Authors: Álvaro García-Recuero; Sérgio Esteves; Luís Veiga
Addresses: INRIA, Rennes-Bretagne Atlantique Research Center, Campus de Beaulieu, 35042 Rennes Cedex, France ' INESC-ID Lisboa-Distributed Systems Group, Instituto Superior Técnico, Universidade de Lisboa, Rua Alves Redol, 9, 1000-029 Lisbon, Portugal ' INESC-ID Lisboa-Distributed Systems Group, Instituto Superior Técnico, Universidade de Lisboa, Rua Alves Redol, 9, 1000-029 Lisbon, Portugal
Abstract: With the advent of Cloud Computing, Big Data management has become a fundamental challenge during the deployment and operation of distributed highly available and fault-tolerant storage systems such as the HBase extensible record-store. These systems can provide support for geo-replication, which comes with the issue of data consistency among distributed sites. In order to offer a best-in-class service to applications, one wants to maximise performance while minimising latency. In terms of data replication, that means incurring in as low latency as possible when moving data between distant data centres. Traditional consistency models introduce a significant problem for systems architects, which is specially important to note in cases where large amounts of data need to be replicated across wide-area networks. In such scenarios it might be suitable to use eventual consistency, and even though not always convenient, latency can be partly reduced and traded for consistency guarantees so that data-transfers do not impact performance. In contrast, this work proposes a broader range of data semantics for consistency while prioritising data at the cost of putting a minimum latency overhead on the rest of non-critical updates.
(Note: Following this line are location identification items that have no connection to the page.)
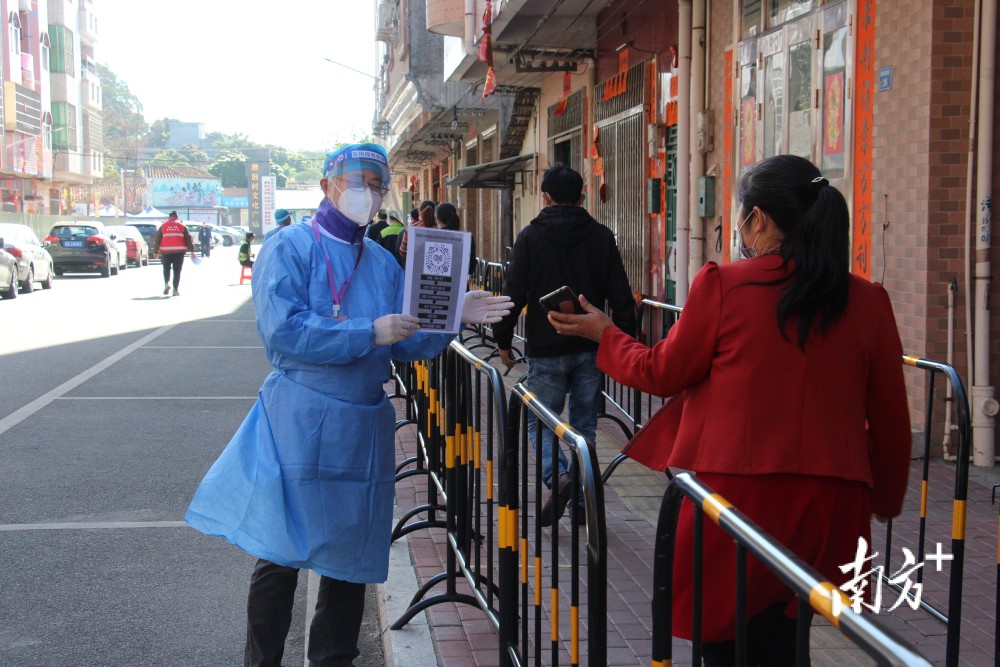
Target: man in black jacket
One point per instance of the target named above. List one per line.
(564, 245)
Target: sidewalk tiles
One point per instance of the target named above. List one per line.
(462, 636)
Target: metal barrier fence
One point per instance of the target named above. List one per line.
(654, 322)
(479, 472)
(526, 490)
(953, 619)
(455, 439)
(810, 589)
(652, 325)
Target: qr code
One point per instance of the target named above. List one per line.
(437, 259)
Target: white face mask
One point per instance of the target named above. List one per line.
(747, 253)
(358, 205)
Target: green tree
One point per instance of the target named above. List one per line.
(230, 168)
(185, 156)
(122, 120)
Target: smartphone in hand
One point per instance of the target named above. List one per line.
(563, 300)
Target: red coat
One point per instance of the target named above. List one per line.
(806, 443)
(754, 403)
(174, 237)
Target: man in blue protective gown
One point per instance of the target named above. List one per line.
(308, 479)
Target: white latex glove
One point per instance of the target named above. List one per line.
(482, 308)
(391, 329)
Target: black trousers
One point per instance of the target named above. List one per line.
(336, 625)
(175, 260)
(770, 642)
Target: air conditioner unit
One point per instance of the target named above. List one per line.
(386, 26)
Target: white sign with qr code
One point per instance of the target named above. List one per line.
(437, 277)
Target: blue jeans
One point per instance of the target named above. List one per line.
(551, 378)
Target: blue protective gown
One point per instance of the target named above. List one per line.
(308, 479)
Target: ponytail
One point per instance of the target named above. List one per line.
(448, 215)
(814, 219)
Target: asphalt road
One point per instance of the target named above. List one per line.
(115, 402)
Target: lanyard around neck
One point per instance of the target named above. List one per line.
(337, 294)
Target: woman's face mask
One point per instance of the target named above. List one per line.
(747, 253)
(357, 202)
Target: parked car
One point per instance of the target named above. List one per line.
(228, 236)
(34, 263)
(8, 274)
(148, 231)
(83, 246)
(136, 248)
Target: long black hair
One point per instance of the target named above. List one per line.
(814, 219)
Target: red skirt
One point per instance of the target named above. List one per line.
(818, 518)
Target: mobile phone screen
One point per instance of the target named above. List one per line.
(563, 300)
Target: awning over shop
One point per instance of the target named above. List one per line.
(497, 175)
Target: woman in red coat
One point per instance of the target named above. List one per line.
(792, 403)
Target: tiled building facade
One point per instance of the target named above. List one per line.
(876, 93)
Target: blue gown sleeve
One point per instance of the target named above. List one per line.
(286, 322)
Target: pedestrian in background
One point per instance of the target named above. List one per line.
(446, 217)
(205, 240)
(425, 219)
(173, 241)
(389, 237)
(245, 255)
(307, 481)
(282, 219)
(375, 229)
(562, 246)
(791, 402)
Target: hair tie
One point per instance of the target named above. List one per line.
(817, 184)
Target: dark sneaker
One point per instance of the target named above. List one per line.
(560, 496)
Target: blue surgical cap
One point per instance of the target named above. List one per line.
(353, 157)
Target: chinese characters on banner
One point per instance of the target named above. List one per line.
(910, 591)
(486, 51)
(268, 184)
(864, 101)
(436, 277)
(727, 158)
(255, 172)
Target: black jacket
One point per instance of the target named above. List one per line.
(564, 246)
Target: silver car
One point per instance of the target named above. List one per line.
(34, 263)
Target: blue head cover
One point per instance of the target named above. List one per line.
(354, 157)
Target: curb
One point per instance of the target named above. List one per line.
(412, 646)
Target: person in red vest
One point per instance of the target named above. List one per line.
(173, 241)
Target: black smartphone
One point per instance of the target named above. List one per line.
(563, 300)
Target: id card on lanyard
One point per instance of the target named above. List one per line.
(337, 294)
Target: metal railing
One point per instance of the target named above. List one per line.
(953, 618)
(524, 474)
(456, 439)
(810, 589)
(652, 325)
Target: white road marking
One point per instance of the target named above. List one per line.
(16, 417)
(156, 398)
(204, 347)
(8, 527)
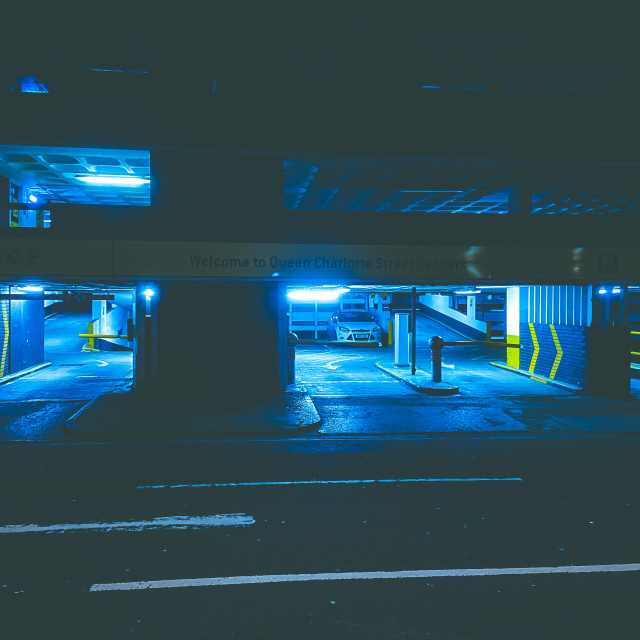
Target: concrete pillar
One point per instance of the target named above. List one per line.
(26, 341)
(519, 201)
(512, 329)
(211, 344)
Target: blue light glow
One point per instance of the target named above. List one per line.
(316, 295)
(30, 288)
(29, 84)
(114, 181)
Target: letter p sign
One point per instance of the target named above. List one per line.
(607, 263)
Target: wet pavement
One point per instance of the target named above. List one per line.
(355, 397)
(339, 388)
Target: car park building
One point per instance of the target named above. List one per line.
(211, 172)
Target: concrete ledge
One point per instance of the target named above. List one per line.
(123, 415)
(421, 381)
(528, 374)
(341, 343)
(24, 372)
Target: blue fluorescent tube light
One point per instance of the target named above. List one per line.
(30, 288)
(316, 295)
(114, 181)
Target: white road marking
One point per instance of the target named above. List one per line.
(332, 365)
(291, 482)
(169, 522)
(360, 575)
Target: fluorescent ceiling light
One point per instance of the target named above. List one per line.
(114, 181)
(316, 295)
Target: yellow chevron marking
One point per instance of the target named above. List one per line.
(536, 348)
(556, 362)
(4, 304)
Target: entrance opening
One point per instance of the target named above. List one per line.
(499, 339)
(51, 341)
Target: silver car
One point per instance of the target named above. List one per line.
(353, 325)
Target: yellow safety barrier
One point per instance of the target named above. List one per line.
(90, 346)
(103, 335)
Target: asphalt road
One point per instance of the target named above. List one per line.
(105, 515)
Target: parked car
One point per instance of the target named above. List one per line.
(353, 325)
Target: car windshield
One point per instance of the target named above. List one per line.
(355, 316)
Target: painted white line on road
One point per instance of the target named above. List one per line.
(290, 482)
(359, 575)
(170, 522)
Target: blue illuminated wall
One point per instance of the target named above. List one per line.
(27, 334)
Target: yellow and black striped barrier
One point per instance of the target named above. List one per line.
(556, 352)
(5, 332)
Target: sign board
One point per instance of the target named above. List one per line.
(43, 258)
(371, 262)
(140, 260)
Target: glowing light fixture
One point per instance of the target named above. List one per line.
(30, 288)
(316, 295)
(114, 181)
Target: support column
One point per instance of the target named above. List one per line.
(520, 201)
(512, 329)
(214, 343)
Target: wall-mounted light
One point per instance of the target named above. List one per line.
(316, 295)
(113, 181)
(30, 288)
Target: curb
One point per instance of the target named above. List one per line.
(24, 372)
(427, 387)
(303, 412)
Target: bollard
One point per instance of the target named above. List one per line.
(292, 340)
(436, 343)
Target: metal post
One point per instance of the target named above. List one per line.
(436, 343)
(413, 331)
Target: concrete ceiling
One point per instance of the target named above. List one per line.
(52, 173)
(323, 183)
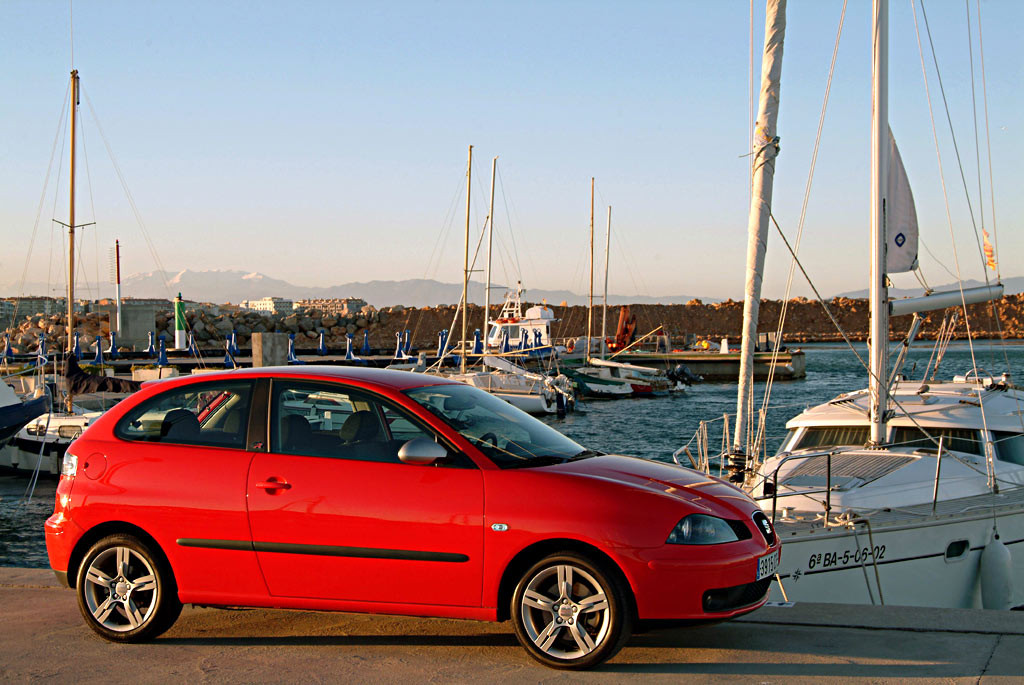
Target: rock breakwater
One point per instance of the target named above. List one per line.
(806, 322)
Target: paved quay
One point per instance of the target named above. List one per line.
(42, 637)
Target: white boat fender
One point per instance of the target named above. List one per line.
(996, 576)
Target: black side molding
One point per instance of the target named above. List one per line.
(325, 550)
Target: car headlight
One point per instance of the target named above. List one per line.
(701, 529)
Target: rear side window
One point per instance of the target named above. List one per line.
(204, 414)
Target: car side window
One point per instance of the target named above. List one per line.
(206, 414)
(315, 420)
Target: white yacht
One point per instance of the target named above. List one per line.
(908, 522)
(905, 493)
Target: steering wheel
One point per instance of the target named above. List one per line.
(488, 437)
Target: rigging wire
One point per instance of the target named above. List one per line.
(952, 135)
(988, 144)
(990, 466)
(769, 384)
(508, 215)
(39, 207)
(134, 208)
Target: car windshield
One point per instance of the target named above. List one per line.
(509, 436)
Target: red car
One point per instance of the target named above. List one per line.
(384, 491)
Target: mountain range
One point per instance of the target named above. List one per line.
(233, 286)
(221, 286)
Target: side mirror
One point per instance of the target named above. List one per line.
(421, 451)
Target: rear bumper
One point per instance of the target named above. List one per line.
(61, 578)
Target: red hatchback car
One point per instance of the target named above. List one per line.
(384, 491)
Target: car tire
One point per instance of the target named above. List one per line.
(126, 591)
(571, 612)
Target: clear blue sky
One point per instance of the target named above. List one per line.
(323, 142)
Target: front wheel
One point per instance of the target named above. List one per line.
(126, 592)
(569, 612)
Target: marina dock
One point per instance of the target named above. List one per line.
(44, 638)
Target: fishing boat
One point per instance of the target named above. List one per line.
(500, 375)
(15, 413)
(908, 491)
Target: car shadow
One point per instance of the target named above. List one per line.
(737, 649)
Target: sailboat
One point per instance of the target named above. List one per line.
(532, 392)
(600, 378)
(40, 443)
(907, 493)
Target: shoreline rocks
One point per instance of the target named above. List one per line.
(806, 322)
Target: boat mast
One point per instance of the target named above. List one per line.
(465, 270)
(117, 260)
(590, 302)
(71, 225)
(491, 242)
(765, 150)
(879, 332)
(604, 301)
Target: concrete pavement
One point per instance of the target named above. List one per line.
(43, 637)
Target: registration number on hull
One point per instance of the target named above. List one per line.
(768, 564)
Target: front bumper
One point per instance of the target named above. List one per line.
(693, 583)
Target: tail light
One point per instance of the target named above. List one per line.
(70, 465)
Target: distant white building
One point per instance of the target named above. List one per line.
(6, 312)
(348, 306)
(270, 305)
(30, 306)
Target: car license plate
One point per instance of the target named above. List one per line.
(768, 564)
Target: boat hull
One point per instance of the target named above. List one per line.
(722, 367)
(931, 560)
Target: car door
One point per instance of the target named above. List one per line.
(336, 515)
(181, 476)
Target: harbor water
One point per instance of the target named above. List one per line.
(652, 428)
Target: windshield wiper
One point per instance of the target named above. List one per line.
(585, 454)
(543, 460)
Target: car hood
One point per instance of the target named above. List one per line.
(699, 490)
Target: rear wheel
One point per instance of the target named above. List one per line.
(570, 612)
(126, 592)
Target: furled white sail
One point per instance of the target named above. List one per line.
(765, 151)
(901, 216)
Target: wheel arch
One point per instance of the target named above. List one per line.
(534, 553)
(102, 530)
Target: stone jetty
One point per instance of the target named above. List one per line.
(807, 322)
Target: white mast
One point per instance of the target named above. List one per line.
(465, 269)
(765, 151)
(590, 304)
(604, 301)
(879, 331)
(491, 242)
(71, 230)
(117, 266)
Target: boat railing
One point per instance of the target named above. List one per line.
(827, 488)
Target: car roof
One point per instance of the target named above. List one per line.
(386, 378)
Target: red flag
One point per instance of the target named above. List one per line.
(989, 252)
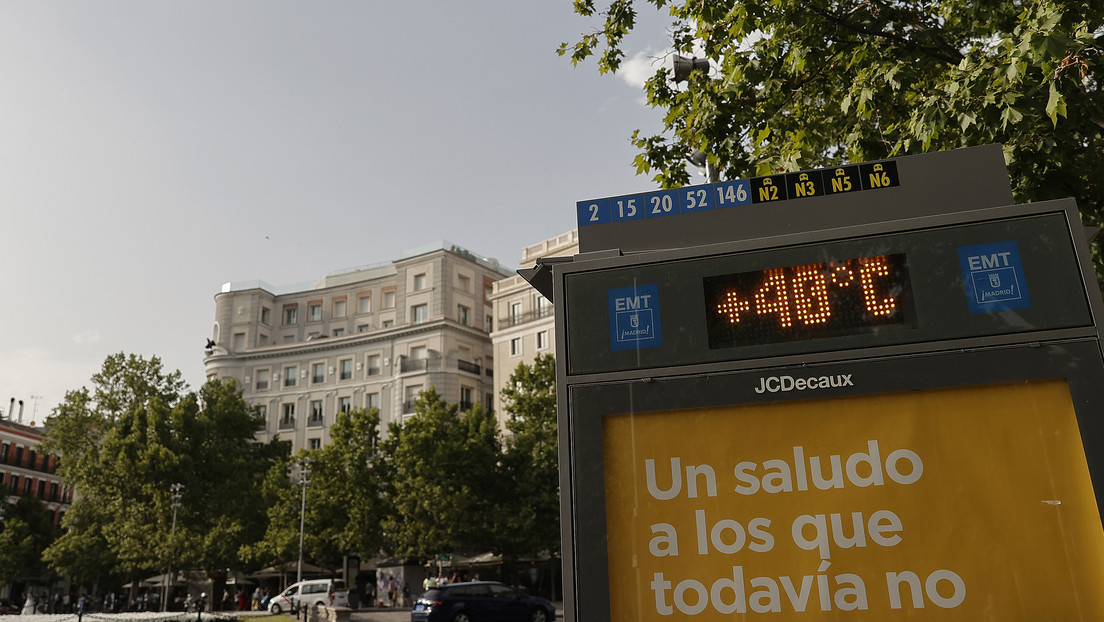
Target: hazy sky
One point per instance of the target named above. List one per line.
(151, 151)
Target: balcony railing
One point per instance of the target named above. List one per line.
(467, 366)
(413, 365)
(517, 319)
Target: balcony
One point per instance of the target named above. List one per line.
(407, 364)
(468, 366)
(517, 319)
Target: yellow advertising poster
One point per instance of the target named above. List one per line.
(953, 504)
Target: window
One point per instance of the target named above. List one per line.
(411, 393)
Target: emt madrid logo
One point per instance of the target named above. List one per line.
(634, 317)
(994, 277)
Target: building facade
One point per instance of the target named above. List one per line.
(368, 337)
(27, 472)
(523, 323)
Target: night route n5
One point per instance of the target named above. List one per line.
(830, 298)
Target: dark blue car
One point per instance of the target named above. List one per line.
(480, 601)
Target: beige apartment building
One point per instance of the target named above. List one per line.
(373, 336)
(523, 323)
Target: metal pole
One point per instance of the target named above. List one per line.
(304, 482)
(167, 589)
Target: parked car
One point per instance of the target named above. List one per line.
(330, 592)
(480, 601)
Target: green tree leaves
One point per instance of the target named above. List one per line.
(444, 477)
(125, 442)
(444, 481)
(532, 522)
(798, 84)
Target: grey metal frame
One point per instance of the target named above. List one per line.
(583, 400)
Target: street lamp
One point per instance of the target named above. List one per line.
(304, 465)
(178, 493)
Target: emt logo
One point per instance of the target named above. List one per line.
(634, 317)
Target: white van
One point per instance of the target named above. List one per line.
(330, 592)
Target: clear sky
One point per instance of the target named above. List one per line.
(151, 151)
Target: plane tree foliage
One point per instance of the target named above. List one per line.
(125, 442)
(348, 501)
(25, 529)
(531, 520)
(798, 84)
(345, 502)
(444, 480)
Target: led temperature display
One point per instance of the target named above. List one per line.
(815, 301)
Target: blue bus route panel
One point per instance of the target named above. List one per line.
(691, 199)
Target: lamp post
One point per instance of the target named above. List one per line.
(178, 493)
(304, 465)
Finally, we show how these semantics can help in finding an optimal data replication strategy for achieving just the required level of data consistency under low latency and a more efficient network bandwidth utilisation.
Keywords: cloud storage; data consistency; replication; geo-replication; data storage; NoSQL; quality-of-service; QoS; big data management; data semantics; latency; network bandwidth.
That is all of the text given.